Editor’s Note: Our community should be reeling, but it isn’t – at least not as much as it should be. Time and again we find ourselves waking to the news of another death – a shooting. Our paths crossed with Crystalyn, the author of this piece, just weeks before she took to the streets against violence in our city – particularly that of west Shreveport in black communities often glossed over by citizens and local media alike. We often think of violence as something we read about on national news – a school shooting, a rampage, but it isn’t always like that. Shreveport has seen more violence of late, just not in communities that many Shreveporters care about, and it’s time to take notice. It’s time to join a rising chorus of voices yearning for a better future for Shreveport, its sons, and daughters.
Blood staining blistering Shreveport blocks is nothing new. This strange stream being commonplace, though, is something that citizens can no longer tolerate. Honestly, it’s not so much the frequency of events as it is the demographic of the victims. Just this month, Shreveport has lost multiple lives due to gun violence and all were under 40 years of age. Children left without fathers. Sisters left without brothers. Mothers left without sons. This epidemic plaguing our municipality has gone too long without visible combat. We’ve all become complacent with sitting in our living rooms, shaking our head in disapproval and sleeping soundly as the reaper decided to not usurp his grimness upon our family.

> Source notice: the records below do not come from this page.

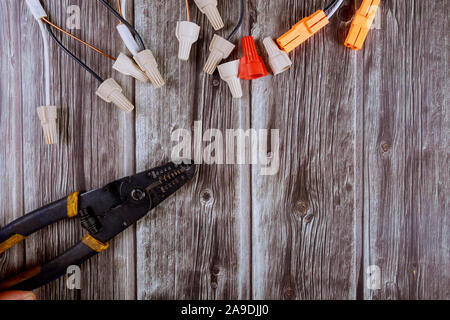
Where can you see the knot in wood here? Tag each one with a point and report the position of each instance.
(346, 13)
(308, 218)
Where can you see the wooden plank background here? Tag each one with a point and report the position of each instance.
(363, 176)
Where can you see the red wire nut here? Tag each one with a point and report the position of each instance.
(252, 65)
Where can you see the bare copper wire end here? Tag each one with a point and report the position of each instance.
(77, 39)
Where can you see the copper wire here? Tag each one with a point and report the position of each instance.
(78, 39)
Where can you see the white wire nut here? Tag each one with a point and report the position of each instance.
(48, 116)
(147, 62)
(229, 72)
(209, 7)
(36, 9)
(127, 66)
(111, 91)
(187, 34)
(128, 39)
(278, 60)
(220, 49)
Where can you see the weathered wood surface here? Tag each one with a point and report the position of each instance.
(363, 176)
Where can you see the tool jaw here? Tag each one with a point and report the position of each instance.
(108, 211)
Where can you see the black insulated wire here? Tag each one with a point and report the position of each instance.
(71, 55)
(239, 24)
(125, 22)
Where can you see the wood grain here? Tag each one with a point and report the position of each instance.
(363, 176)
(91, 153)
(11, 181)
(196, 245)
(304, 217)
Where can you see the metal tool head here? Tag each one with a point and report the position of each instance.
(120, 204)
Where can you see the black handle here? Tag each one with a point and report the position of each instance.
(36, 220)
(41, 275)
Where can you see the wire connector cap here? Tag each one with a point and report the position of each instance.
(147, 62)
(361, 24)
(229, 72)
(127, 66)
(128, 39)
(48, 116)
(220, 49)
(187, 34)
(278, 60)
(302, 31)
(252, 65)
(209, 7)
(111, 91)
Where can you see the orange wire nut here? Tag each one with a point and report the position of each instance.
(302, 31)
(252, 65)
(361, 24)
(48, 116)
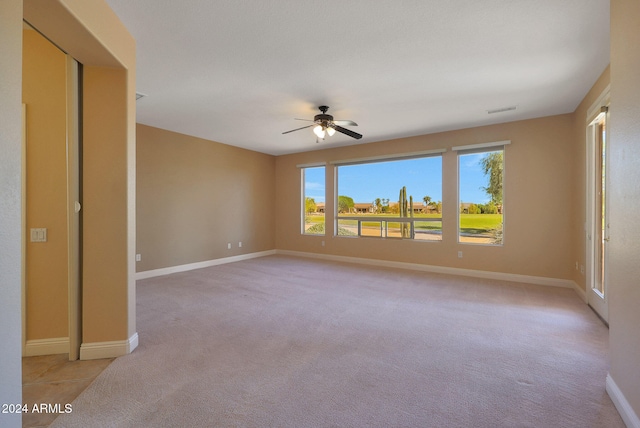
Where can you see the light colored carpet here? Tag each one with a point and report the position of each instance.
(291, 342)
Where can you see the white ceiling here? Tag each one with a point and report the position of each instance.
(239, 72)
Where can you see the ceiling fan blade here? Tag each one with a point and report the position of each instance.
(345, 122)
(347, 132)
(297, 129)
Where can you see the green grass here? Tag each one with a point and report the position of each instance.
(474, 224)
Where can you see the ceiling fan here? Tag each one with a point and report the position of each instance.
(325, 125)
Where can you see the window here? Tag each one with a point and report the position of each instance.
(391, 198)
(313, 199)
(480, 192)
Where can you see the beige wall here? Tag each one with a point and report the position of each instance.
(90, 32)
(10, 206)
(45, 95)
(624, 144)
(539, 213)
(195, 196)
(580, 162)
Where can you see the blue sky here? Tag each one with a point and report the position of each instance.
(423, 177)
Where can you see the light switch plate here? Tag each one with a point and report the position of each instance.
(39, 234)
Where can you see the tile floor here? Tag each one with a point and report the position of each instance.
(53, 379)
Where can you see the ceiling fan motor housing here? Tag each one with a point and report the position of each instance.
(320, 118)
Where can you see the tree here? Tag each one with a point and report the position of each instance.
(345, 204)
(492, 164)
(310, 205)
(427, 202)
(378, 204)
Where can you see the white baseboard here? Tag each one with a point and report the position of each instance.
(116, 348)
(580, 292)
(629, 417)
(56, 345)
(199, 265)
(539, 280)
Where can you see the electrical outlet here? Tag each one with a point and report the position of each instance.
(39, 234)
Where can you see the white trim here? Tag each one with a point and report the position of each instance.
(501, 276)
(116, 348)
(580, 292)
(393, 157)
(199, 265)
(55, 345)
(311, 165)
(481, 145)
(624, 408)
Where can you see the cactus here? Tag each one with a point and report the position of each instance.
(405, 210)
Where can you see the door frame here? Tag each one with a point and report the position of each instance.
(595, 300)
(73, 166)
(73, 207)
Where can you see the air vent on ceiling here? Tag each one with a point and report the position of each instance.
(500, 110)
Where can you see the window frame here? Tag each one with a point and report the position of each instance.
(303, 196)
(380, 159)
(475, 149)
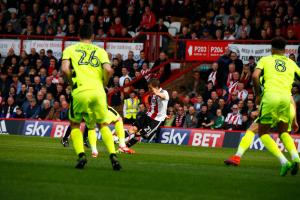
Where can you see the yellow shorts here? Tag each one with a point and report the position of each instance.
(90, 106)
(274, 108)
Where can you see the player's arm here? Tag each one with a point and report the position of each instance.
(255, 76)
(294, 120)
(107, 73)
(65, 66)
(256, 84)
(106, 66)
(160, 94)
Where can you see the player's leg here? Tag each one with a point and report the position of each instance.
(270, 144)
(244, 145)
(85, 137)
(119, 127)
(136, 129)
(99, 106)
(289, 144)
(288, 141)
(65, 139)
(92, 137)
(77, 106)
(77, 140)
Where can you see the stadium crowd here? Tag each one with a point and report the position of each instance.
(32, 87)
(218, 19)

However, if we just go a few miles from our home, or a few streets over, or perhaps just next door, we’d find a family riddled with undue grief in the wake of another homicide. My efforts are for my fellow Shreveportians who have been devastated by gun violence just as I have. I’ve had to bury two loved ones. Two too many.
What am I doing to combat? Aside from my profession of teaching high school students and earnestly sowing positivity, I have decided to take my cries to the streets. I choose high traffic intersections in areas that have been the final frontier for far too many young men. It began when I simply decided to be a visible presence to a random group of people who were leaving “The Scene,” a weekly event held at Stoner Hill Park. There was so much positive feedback that I decided to make this an effort for the rest of the week. I had no desire for this “movement” to be such a big deal to so many people.

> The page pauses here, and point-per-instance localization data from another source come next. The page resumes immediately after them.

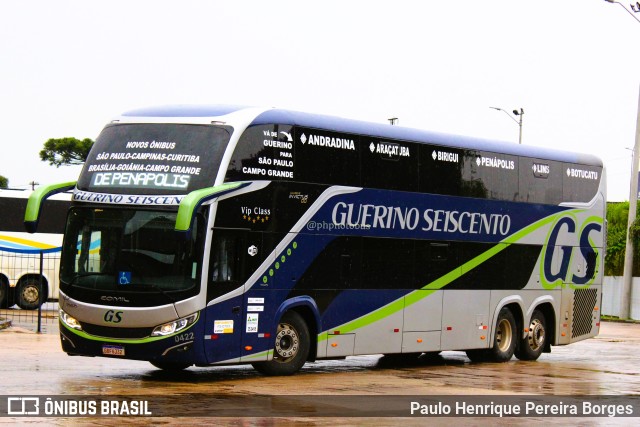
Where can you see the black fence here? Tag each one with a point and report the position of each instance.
(29, 289)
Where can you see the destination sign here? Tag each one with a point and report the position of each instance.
(154, 159)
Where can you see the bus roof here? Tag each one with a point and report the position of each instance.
(378, 130)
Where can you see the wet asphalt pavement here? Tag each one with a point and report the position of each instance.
(33, 364)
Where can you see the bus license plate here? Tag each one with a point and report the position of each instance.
(113, 350)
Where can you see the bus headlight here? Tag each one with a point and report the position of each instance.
(175, 326)
(70, 321)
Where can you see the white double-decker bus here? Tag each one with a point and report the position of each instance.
(223, 235)
(29, 263)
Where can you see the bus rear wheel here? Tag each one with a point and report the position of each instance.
(504, 341)
(291, 347)
(30, 294)
(531, 346)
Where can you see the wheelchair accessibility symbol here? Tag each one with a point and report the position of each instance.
(124, 277)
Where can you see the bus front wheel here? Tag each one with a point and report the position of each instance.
(530, 347)
(30, 294)
(291, 347)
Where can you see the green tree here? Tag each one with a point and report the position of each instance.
(617, 217)
(65, 151)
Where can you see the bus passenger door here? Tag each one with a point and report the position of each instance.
(230, 265)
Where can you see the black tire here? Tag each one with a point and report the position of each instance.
(30, 296)
(505, 337)
(531, 346)
(4, 293)
(170, 366)
(291, 347)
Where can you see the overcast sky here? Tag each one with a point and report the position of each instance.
(68, 67)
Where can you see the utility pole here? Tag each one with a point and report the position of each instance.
(627, 278)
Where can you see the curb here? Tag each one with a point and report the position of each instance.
(5, 323)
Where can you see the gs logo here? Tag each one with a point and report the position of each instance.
(113, 316)
(567, 239)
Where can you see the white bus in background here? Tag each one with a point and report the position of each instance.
(21, 280)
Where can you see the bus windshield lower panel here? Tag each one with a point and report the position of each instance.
(132, 253)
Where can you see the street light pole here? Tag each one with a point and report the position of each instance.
(519, 122)
(627, 278)
(628, 11)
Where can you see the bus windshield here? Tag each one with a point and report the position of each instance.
(111, 249)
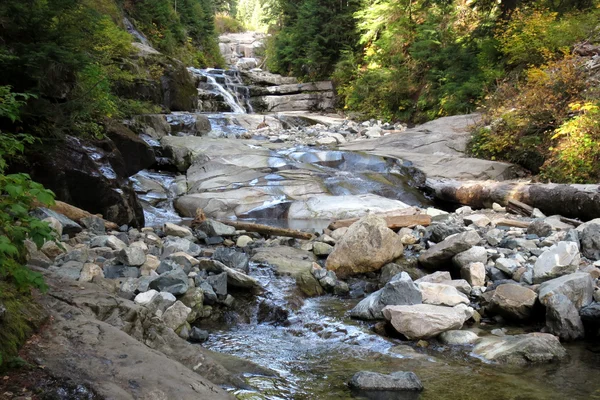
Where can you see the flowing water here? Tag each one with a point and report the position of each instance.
(317, 348)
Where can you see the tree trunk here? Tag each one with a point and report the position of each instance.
(576, 201)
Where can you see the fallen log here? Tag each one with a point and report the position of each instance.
(75, 213)
(519, 208)
(267, 230)
(575, 201)
(393, 221)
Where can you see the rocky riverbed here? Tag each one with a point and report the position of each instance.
(400, 297)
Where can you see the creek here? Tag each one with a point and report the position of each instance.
(315, 348)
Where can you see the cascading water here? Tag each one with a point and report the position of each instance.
(222, 86)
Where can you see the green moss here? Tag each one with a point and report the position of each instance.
(22, 317)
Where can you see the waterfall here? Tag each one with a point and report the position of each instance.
(227, 85)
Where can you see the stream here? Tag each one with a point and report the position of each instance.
(317, 348)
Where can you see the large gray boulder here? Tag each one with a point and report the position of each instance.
(590, 241)
(400, 290)
(560, 259)
(423, 321)
(396, 381)
(577, 287)
(520, 349)
(174, 282)
(513, 301)
(562, 318)
(367, 246)
(438, 255)
(442, 294)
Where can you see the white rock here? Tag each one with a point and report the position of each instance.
(146, 297)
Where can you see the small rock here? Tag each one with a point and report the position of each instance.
(198, 335)
(458, 338)
(474, 273)
(175, 230)
(395, 382)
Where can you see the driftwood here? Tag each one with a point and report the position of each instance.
(574, 201)
(519, 208)
(75, 213)
(267, 230)
(393, 221)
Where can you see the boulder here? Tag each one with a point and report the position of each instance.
(474, 273)
(176, 230)
(394, 382)
(176, 315)
(175, 282)
(513, 301)
(577, 287)
(590, 241)
(89, 271)
(476, 254)
(367, 246)
(216, 228)
(458, 338)
(132, 256)
(560, 259)
(562, 318)
(440, 294)
(137, 154)
(438, 255)
(423, 321)
(400, 290)
(520, 349)
(232, 258)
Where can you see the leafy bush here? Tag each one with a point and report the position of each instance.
(18, 195)
(226, 24)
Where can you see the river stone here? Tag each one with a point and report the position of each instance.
(474, 273)
(438, 255)
(244, 241)
(562, 318)
(176, 315)
(322, 249)
(513, 301)
(560, 259)
(175, 282)
(400, 290)
(218, 283)
(439, 232)
(150, 266)
(520, 349)
(89, 271)
(423, 321)
(436, 277)
(440, 294)
(198, 335)
(394, 382)
(590, 241)
(175, 244)
(146, 297)
(367, 246)
(216, 228)
(458, 338)
(540, 228)
(476, 254)
(478, 220)
(70, 270)
(171, 229)
(577, 287)
(232, 258)
(108, 241)
(132, 256)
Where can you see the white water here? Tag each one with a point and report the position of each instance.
(227, 95)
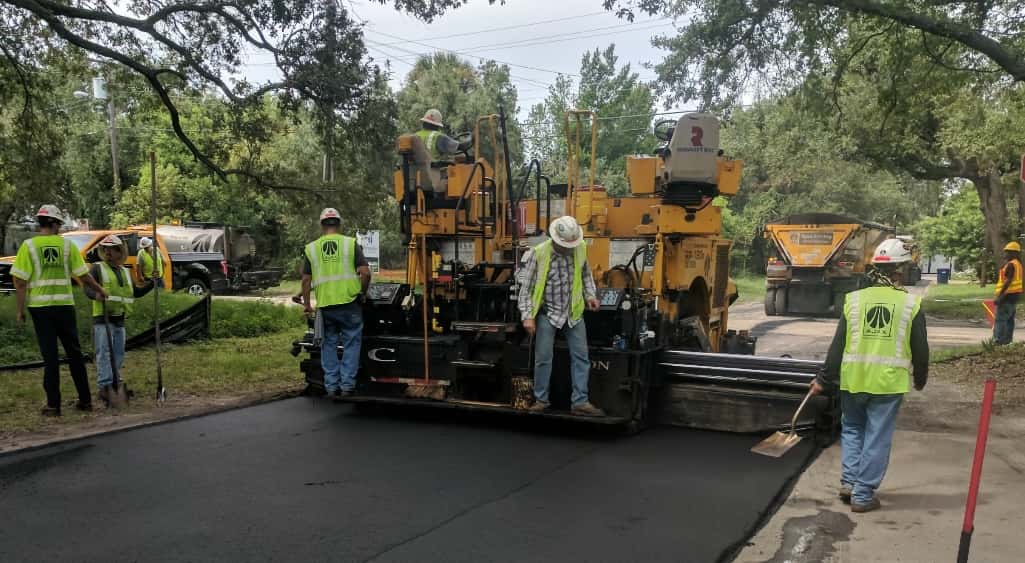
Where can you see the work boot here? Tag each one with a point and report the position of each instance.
(587, 409)
(867, 507)
(845, 493)
(538, 406)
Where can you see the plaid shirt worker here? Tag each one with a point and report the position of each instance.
(557, 289)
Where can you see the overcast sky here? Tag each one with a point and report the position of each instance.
(536, 49)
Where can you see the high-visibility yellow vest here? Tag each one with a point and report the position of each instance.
(47, 263)
(429, 139)
(152, 268)
(332, 260)
(120, 295)
(542, 253)
(877, 350)
(1016, 282)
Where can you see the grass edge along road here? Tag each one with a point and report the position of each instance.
(247, 358)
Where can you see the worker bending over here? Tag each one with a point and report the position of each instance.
(337, 272)
(439, 145)
(1009, 290)
(109, 316)
(150, 263)
(556, 283)
(880, 340)
(42, 273)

Deaveon Benjamin and Phillip Sanders are two men that met me through Facebook and wanted to get involved. They’ve helped to bring in a whole new wave of supporters, and I’m very thankful to them. The presence of men is vital.

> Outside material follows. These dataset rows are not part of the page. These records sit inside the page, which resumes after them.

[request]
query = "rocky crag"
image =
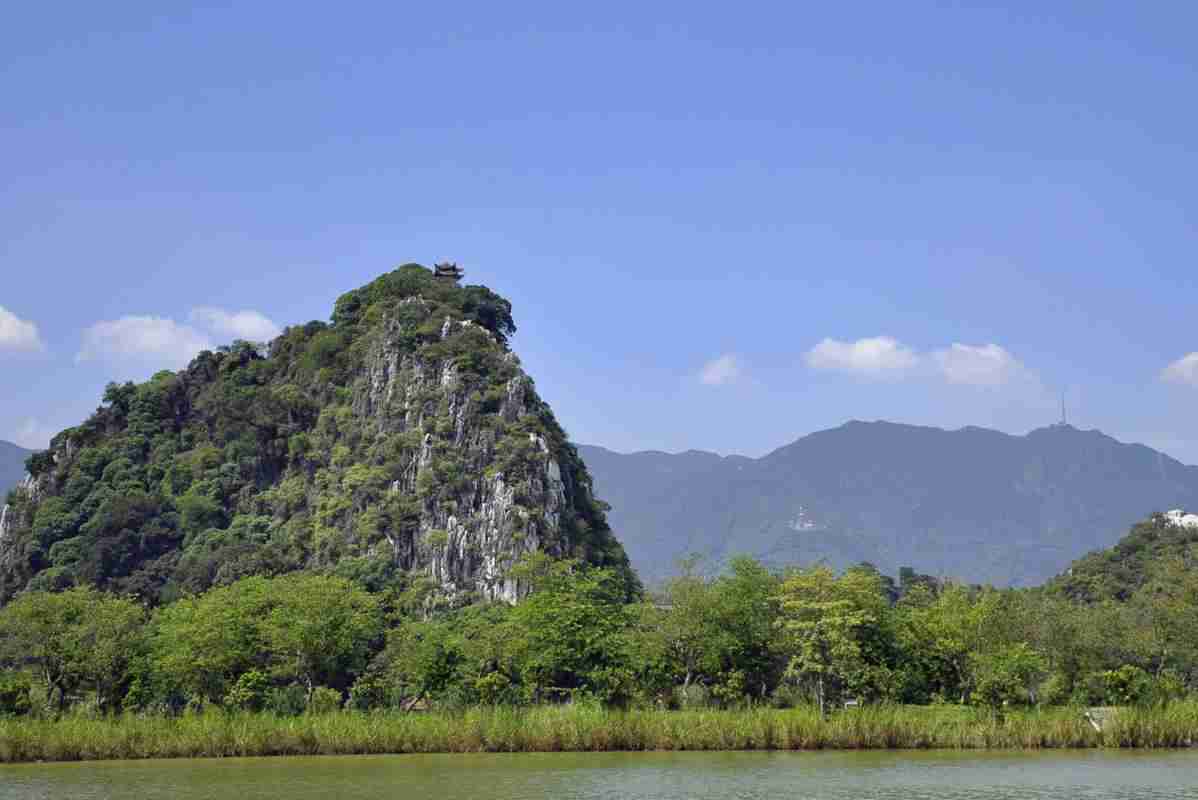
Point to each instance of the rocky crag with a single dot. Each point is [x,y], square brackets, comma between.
[399,444]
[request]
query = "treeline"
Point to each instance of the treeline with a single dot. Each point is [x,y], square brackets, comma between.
[748,636]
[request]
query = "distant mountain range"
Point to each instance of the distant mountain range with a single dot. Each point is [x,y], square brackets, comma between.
[12,466]
[974,504]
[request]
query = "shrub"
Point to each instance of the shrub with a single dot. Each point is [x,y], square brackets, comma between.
[324,701]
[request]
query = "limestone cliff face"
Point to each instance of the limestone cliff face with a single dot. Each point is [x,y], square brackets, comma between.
[401,444]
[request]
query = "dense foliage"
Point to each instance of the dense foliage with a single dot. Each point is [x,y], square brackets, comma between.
[265,460]
[1119,573]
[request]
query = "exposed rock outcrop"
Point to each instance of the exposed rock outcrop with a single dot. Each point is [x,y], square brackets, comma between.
[401,444]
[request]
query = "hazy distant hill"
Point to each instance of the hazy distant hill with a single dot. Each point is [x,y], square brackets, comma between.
[12,466]
[972,503]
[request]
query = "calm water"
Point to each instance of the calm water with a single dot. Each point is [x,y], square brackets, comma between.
[618,776]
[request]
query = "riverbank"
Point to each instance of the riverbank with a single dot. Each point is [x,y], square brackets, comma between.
[217,734]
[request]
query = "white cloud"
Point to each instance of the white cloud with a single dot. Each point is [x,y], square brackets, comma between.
[1184,370]
[153,341]
[976,365]
[720,371]
[871,357]
[252,326]
[17,334]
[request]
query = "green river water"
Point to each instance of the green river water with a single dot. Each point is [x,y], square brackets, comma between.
[1090,775]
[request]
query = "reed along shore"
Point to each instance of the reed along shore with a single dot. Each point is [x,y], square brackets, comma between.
[219,734]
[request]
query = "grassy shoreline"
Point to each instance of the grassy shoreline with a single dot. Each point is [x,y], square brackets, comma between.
[217,734]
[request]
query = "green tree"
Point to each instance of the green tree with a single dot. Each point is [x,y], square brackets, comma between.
[320,628]
[824,623]
[573,629]
[73,640]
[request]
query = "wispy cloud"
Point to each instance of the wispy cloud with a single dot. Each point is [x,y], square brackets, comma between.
[976,364]
[875,357]
[885,357]
[18,334]
[1184,370]
[162,343]
[720,371]
[146,340]
[32,435]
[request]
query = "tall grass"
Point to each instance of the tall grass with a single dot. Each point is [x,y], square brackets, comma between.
[216,734]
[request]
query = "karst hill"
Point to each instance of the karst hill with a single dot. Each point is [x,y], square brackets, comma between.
[398,443]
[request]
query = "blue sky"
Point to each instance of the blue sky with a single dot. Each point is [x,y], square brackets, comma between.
[721,226]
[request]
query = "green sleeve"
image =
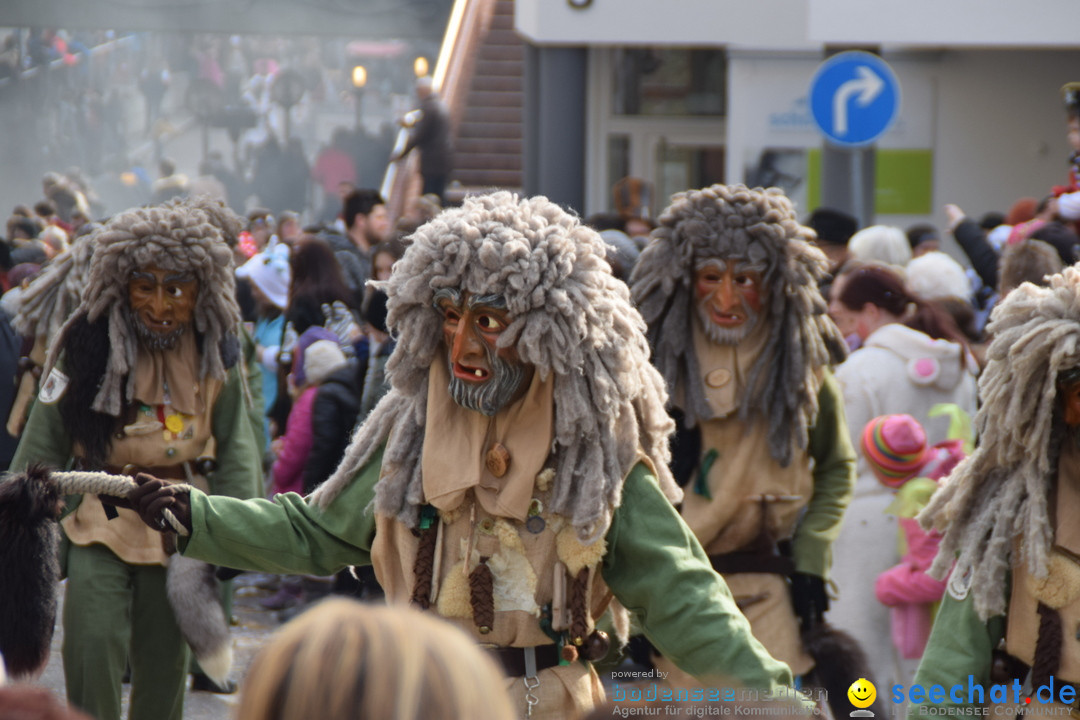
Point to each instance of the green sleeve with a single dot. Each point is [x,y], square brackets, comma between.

While my efforts have accrued hundreds of shares, likes, and comments on social media and I’ve earned the support of many, I still see this as just a meager effort for a massive issue. I don’t hold the finite. I don’t believe that there is one, sometimes. What I do hold is a relentless desire to see our communities become the safe places citizens deserve to live in and our citizens become more mindful of their irrevocable decisions before they are committed.
Make your sign. Pick your intersection. Make a difference.